Ein Hass ist das, der sich einer manchmal schon fast grölenden Mehrheit sicher sein kann. Es ist, als habe das Wort »alternativlos« vor kurzem die Seiten gewechselt.

Auch über Alternativen zu dem hurtig verkündeten und ungeniert populistisch motivierten Atomausstieg hätte man nachdenken können, vielleicht sogar müssen. In Deutschland haben die Grünen stattdessen allen Ernstes monatelang darüber diskutiert, ob man einem Atomausstieg auch dann zustimmen darf, wenn er von der falschen Partei verkündet wird. Echtes gesellschaftliches Verantwortungsbewusstsein sieht anders aus.

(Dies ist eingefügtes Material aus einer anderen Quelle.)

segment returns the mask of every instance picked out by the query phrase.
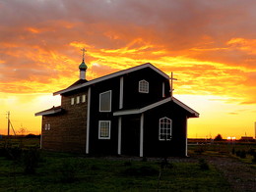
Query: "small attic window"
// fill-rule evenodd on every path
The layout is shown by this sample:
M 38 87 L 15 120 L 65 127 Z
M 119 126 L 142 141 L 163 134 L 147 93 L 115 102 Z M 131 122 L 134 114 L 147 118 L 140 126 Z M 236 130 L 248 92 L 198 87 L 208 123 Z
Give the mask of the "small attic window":
M 139 81 L 139 92 L 140 93 L 149 93 L 149 82 L 147 80 Z
M 82 95 L 82 103 L 85 103 L 87 101 L 87 96 L 86 95 Z
M 72 97 L 72 98 L 71 98 L 71 105 L 74 105 L 74 104 L 75 104 L 75 98 Z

Die Wut hält uns auf. Die Wut wird die Probleme, denen sie zu Leibe rücken möchte, erst eskalieren lassen. Die Wut schafft eine neue Gesellschaft des Nichtzuhörens, der Trillerpfeifen und der Intoleranz. Der Bauleiter von Stuttgart 21 fühlte sich bedroht, ein Polizist wurde vor dem Bauzaun halb totgeprügelt. Die Wut lebt von irrationalen Ängsten. Die Wut will, dass wir ins 19. Jahrhundert flüchten, statt in die Zukunft aufzubrechen. Deshalb kann man, deshalb muss man der Wut widersprechen. Ich glaube, dass wir vor Herausforderungen stehen, die nur mit einem neuen Mut bewältigt werden können. Der Fortschrittsglaube des 20. Jahrhunderts mag erst jene Probleme hervorgerufen haben, vor denen die nächsten Generationen stehen. Die rückwärtsgewandte Fortschrittsfeindlichkeit unserer Zeit wird uns aber daran hindern, diese Probleme zu lösen.

Eines haben wir jedenfalls nicht: viel Zeit.